- Not a substitute for professional veterinary help.
Every holiday with a new puppy carries its own set of joys and challenges—perhaps none more so than that festival of ghosts and goblins, Halloween. What do you need to know about celebrating this spooktacular day with your new pet? We’ve got all the details.
Help your puppy celebrate in style by decking them out in an adorable costume. There are lots of dog costumes available in stores and online, or, if you’re feeling crafty, you can make your pet’s costume yourself. You might want to check out the American Kennel Club’s handy guide for selecting the perfect costume.
Whether you’re choosing a goofy costume or a spooky one, you’ll want to make sure your dog is comfortable and that the costume doesn’t restrict their movement, obscure their vision, or cause any irritation.
Consider your dog’s safety when choosing a costume and getting them into it. The AKC notes that you should avoid costumes that feature glitter, buttons, gemstones, and other choking hazards. Watch out for loose parts that might get caught or tangled while your pet is playing. And, of course, you should keep an eye on your dog while they’re dressed up to make sure they stay safe.
You might find that getting your pet into their costume, especially the first time, is quite an endeavor. Make the process fun by showering your dog with praise and offering lots of treats. If your dog really isn’t having it, save the costume for next year and opt for a fun bandana or a cheery bow tie instead.
Consider taking your puppy out for their evening walk before the trick-or-treat crowds come out. The AKC recommends going out while it’s still light, so you can avoid kids in costumes and any candy or discarded wrappers that might be on the ground. This walk is also a great way to get out some of your puppy’s boundless energy so they can relax during the evening’s festivities.
Decorating for Halloween is tons of fun, but be careful to keep your new pet away from decorations that might cause them harm. The American Society for the Prevention of Cruelty to Animals (ASPCA) notes that wires and lit jack-o-lanterns can pose a danger to your pet. Be careful with festive decorations that feature power cords or synthetic spider webs, as they can easily pose a tangling or choking hazard for a curious puppy.
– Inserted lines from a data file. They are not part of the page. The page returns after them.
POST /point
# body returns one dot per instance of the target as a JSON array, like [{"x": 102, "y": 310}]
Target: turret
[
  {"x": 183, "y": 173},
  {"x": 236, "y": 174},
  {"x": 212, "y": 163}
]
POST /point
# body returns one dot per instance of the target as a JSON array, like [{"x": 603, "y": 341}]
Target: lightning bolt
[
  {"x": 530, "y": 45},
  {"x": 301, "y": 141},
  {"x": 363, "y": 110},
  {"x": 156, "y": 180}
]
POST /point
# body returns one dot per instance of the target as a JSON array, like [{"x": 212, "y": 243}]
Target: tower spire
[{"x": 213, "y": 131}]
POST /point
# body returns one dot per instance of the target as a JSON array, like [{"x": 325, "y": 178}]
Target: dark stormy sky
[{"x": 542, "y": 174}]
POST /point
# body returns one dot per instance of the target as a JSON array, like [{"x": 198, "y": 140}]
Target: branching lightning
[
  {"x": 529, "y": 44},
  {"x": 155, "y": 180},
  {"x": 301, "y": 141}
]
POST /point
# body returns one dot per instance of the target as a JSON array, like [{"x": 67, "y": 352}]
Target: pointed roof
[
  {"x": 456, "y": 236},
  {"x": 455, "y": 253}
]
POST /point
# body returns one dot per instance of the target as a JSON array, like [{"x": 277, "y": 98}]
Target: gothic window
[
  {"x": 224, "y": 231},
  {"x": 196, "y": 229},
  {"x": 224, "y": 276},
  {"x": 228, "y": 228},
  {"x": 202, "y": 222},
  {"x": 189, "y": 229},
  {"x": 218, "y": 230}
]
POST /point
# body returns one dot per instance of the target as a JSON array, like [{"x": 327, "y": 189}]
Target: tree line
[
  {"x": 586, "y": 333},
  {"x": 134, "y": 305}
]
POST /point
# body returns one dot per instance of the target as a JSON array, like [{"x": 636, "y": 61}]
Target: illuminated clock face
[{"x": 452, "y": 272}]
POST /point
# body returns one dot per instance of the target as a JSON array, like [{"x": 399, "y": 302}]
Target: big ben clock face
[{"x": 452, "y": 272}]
Halloween is brimming with tasty snacks for humans, and some of those snacks can be dangerous for your puppy. In particular, candies containing chocolate, raisins, macadamia nuts, or Xylitol (an artificial sweetener) can be highly toxic to dogs. Some other candies can be safe if accidentally ingested in small quantities, but because a dog’s digestive system isn’t designed to process candy, you should still feed your dog their own treats and save the sweets for yourself. Check out our Halloween candy safety guide to learn more.
If you want to really get in the Halloween spirit with your pup, make them a special treat to enjoy while everyone else is snacking on candy. Whip up some of our favorite autumnal recipes for DIY pumpkin spice dog treats, peanut butter softies, or homemade apple pie bites (so delicious, you’ll want to eat them too).
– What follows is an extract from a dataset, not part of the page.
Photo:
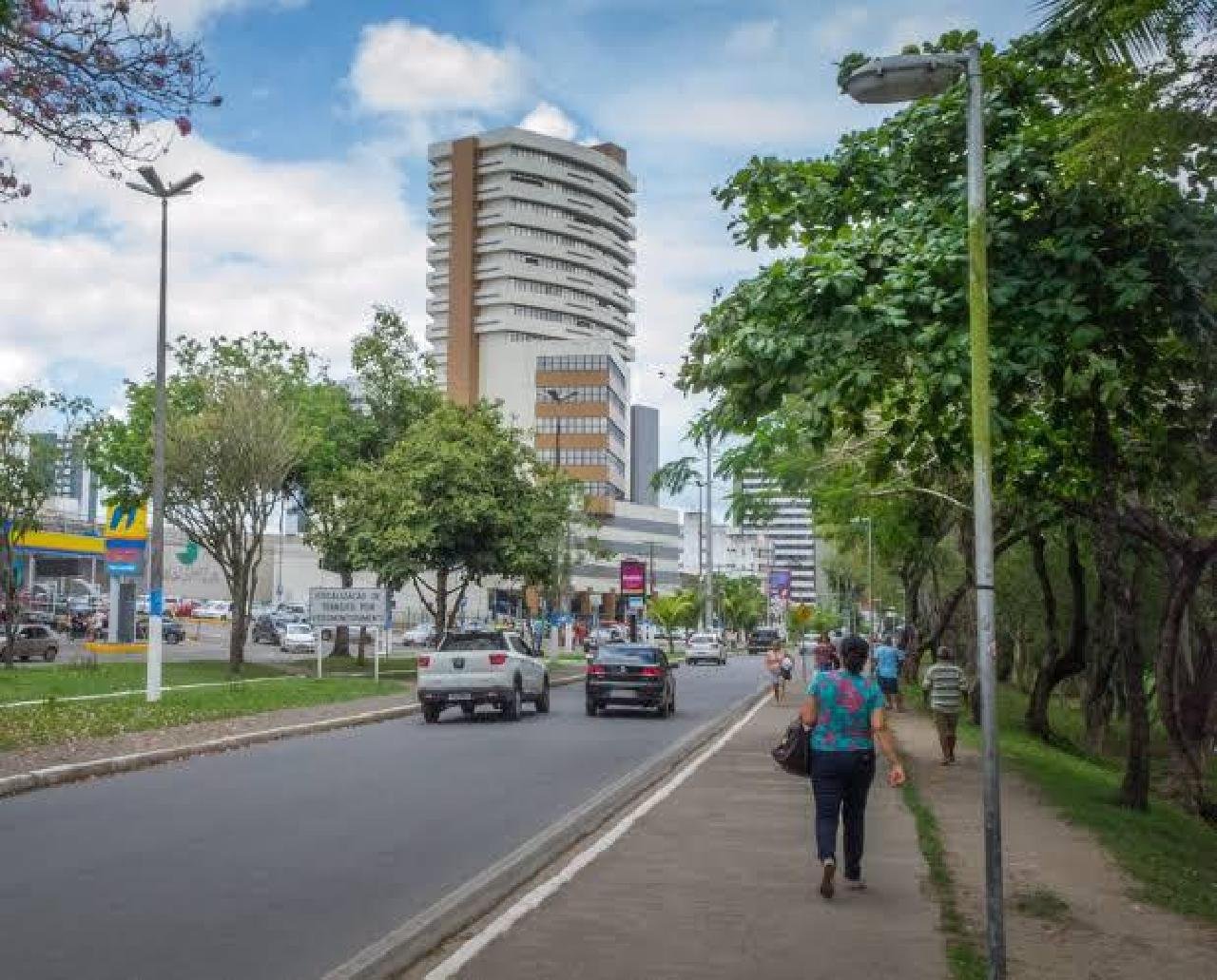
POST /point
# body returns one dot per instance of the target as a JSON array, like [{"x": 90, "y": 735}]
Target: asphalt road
[{"x": 285, "y": 859}]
Trick-or-treating is a blast for kids, but might be a bit too spooky for your new puppy. Some dogs are afraid of people in masks, hats, or big coats—and the crowds of excited little ones on Halloween can be scary for a nervous dog.
It’s also common for dogs to bark at the sound of a knock or doorbell. They’re usually just excited, but sometimes this barking can be a sign of fear. Check out our guide to learn more about doorbell-triggered barking.
Even if your puppy seems unconcerned by the door, they could be easily startled by the unpredictable nature of Halloween night. The AKC suggests that you should make sure their ID tags are up-to-date and consider visiting the vet to get them microchipped before the big day—just in case they get spooked.
To prevent your dog from jumping up on guests or accidentally getting outside, consider keeping them on a leash while you’re opening the door for visitors.
Finally, for everybody’s sanity, you might want to keep your dog away from the door when trick-or-treaters come knocking. The AKC notes that dogs can easily become stressed when their normal routine changes. The excitement of the holiday might cause discomfort and fear for your new puppy, so consider keeping them in a bedroom or other cozy area with toys, a comfortable bed, and fresh water. As always, check on them often to make they’re safe.
The most important part of Halloween is fun! Once you’ve made sure your puppy is safe, comfortable, and happy, celebrate with a tasty treat and a festive photo shoot to commemorate their first Halloween with you.